Stel dat het paard 500 kilo weegt, waarbij hij 300 kilo op zijn voorbenen draagt en 200 op zijn achterbenen. Als het paard verticaal niet in evenwicht is zal het paard bv. 200 kilo op zijn rechter voorbeen dragen en 100 op zijn linkervoorbeen.
Gevolgen
Een paard dat verticaal scheef loopt zal ongewenst versnellen.
"Mijn paard gaat in galop plat door de bocht". Dit is een kreet die je regelmatig hoort. Als een paard nog onvoldoende is rechtgericht en in galop in de hoeken van de rijbaan verticaal in onbalans is, of verticaal zijn balans verliest, zal hij moeten versnellen om zijn balans te houden.
Als het paard in evenwicht is, is het mogelijk om de grenzen in het werk te verleggen. Het groene paard houdt in elke oefening balans en kan de kleinste voltes maken en zelfs een galoppirouette uitvoeren.
8. Onder/boven
Als de ruiter bovenstaande scheefheden niet corrigeert ontstaat een onbalans in de onder en bovenlijn.
Een harde rug cq korte bovenlijn kan voor veel ''problemen'' zorgen:
- Niet nageeflijk zijn, een paard dat hard is in de mond is altijd hard in zijn rug
- Onderhals
- Schudden met hoofd
- Tandenknarsen
- Niet willen halsstrekken
- De ruiter niet laten doorzitten
- Telgang
- Dribbelen
- Flegmatiek, stroperig lopen
- Korte passen
- Taktfouten
- Teugelkreupel
- Onregelmatigheid
- Kissing spines
- Staken, bokken, steigeren
- Nerveusiteit: Een paard met een korte bovenlijn heeft altijd een houding van ''paraatheid'' en is als het ware ''klaar om te vluchten''. Dat maakt dat deze paarden vaak kijkerig zijn. Spanning in het lijf zorgt voor spanning tussen de oren.

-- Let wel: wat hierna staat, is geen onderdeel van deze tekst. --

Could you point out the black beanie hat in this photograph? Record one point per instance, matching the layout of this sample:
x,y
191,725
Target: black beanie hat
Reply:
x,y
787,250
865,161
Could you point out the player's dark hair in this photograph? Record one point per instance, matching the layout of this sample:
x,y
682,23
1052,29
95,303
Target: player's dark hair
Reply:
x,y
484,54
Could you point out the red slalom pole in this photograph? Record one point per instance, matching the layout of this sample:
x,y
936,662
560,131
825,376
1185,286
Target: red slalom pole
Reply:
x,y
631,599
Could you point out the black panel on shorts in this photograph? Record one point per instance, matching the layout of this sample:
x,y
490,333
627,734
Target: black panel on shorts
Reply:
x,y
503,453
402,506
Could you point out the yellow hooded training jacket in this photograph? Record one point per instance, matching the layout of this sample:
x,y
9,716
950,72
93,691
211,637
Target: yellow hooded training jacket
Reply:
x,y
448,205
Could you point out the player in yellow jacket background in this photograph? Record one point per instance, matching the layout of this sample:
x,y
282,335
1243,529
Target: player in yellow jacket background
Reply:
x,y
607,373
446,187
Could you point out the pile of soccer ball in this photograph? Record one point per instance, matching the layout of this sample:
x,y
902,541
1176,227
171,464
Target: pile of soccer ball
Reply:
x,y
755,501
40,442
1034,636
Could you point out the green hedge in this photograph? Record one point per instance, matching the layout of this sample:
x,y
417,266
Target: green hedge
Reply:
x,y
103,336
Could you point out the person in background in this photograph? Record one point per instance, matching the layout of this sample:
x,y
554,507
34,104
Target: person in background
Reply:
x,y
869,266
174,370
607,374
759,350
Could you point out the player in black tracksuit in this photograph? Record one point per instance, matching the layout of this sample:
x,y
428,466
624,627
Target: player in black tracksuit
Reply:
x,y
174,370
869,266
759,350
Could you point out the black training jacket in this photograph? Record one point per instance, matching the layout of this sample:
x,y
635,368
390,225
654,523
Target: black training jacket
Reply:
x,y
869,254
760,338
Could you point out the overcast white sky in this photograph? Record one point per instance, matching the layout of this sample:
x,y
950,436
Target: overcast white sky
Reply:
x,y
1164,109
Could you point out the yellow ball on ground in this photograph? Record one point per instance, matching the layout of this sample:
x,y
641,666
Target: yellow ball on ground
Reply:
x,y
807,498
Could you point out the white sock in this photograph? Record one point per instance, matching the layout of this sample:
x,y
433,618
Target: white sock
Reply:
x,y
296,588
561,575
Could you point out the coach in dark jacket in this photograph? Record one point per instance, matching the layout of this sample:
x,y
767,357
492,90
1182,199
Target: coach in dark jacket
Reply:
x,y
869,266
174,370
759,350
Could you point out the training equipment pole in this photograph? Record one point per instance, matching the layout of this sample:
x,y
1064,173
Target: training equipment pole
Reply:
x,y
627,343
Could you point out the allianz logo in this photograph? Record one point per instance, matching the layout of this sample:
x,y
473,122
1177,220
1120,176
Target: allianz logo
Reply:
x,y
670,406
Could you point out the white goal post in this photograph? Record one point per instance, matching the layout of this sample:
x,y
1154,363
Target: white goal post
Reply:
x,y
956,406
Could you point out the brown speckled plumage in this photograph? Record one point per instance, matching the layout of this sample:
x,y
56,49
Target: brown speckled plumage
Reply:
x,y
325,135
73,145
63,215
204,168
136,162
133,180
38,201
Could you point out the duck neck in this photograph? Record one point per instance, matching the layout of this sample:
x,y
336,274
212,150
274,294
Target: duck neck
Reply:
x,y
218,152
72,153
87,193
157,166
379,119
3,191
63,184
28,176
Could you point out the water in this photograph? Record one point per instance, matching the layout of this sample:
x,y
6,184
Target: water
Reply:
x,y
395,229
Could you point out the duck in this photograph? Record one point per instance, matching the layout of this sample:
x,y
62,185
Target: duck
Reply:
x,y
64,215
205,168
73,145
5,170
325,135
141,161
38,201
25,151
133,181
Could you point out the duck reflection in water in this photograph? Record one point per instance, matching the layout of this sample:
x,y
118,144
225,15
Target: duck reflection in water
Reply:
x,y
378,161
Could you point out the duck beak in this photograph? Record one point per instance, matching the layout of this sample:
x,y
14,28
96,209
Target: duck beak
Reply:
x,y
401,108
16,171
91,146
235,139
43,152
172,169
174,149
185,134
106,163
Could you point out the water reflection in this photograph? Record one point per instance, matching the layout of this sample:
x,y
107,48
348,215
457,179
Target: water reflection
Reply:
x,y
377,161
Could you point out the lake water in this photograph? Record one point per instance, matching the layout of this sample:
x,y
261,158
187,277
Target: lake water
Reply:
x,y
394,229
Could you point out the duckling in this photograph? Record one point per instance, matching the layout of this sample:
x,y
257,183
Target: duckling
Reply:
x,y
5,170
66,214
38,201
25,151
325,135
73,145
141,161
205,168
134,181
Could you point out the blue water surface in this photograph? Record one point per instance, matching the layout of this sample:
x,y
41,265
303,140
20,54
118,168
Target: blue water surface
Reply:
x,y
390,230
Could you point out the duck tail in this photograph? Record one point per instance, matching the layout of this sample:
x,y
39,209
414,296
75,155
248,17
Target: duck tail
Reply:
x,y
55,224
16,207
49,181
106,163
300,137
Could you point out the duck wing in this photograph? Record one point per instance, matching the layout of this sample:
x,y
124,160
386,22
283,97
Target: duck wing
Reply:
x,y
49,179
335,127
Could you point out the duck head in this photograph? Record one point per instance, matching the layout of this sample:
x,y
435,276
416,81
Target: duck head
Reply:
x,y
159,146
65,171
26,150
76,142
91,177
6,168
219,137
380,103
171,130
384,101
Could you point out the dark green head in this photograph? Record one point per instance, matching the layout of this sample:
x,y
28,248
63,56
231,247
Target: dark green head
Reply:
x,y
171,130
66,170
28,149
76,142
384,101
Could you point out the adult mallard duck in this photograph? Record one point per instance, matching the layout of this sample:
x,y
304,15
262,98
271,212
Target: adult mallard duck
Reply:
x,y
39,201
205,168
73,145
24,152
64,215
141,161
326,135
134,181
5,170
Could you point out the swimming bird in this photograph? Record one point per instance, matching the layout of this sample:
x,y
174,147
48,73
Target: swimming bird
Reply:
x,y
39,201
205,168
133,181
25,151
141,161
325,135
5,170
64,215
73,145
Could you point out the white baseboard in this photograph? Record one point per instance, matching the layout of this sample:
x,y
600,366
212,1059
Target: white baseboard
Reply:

- Slechte vacht: als de rugbespiering zich steeds meer verkort wordt de doorbloeding gereduceerd. De stofwisseling verslechtert, waardoor de vacht dof kan worden.
Passagieren/transporteren | Rijkunstig evenwicht |
Bron Akademische Reitkunst, Bent Branderup
Om een paard gezond te houden als rijpaard moet je hem leren om te gaan dragen met z'n achterhand. Deze heeft qua botstructuur de vorm van een harmonica en kan dus veel beter dragen dan de 'rechte' voorbenen, de achterhand kan beter fungeren als 'schokdemper'.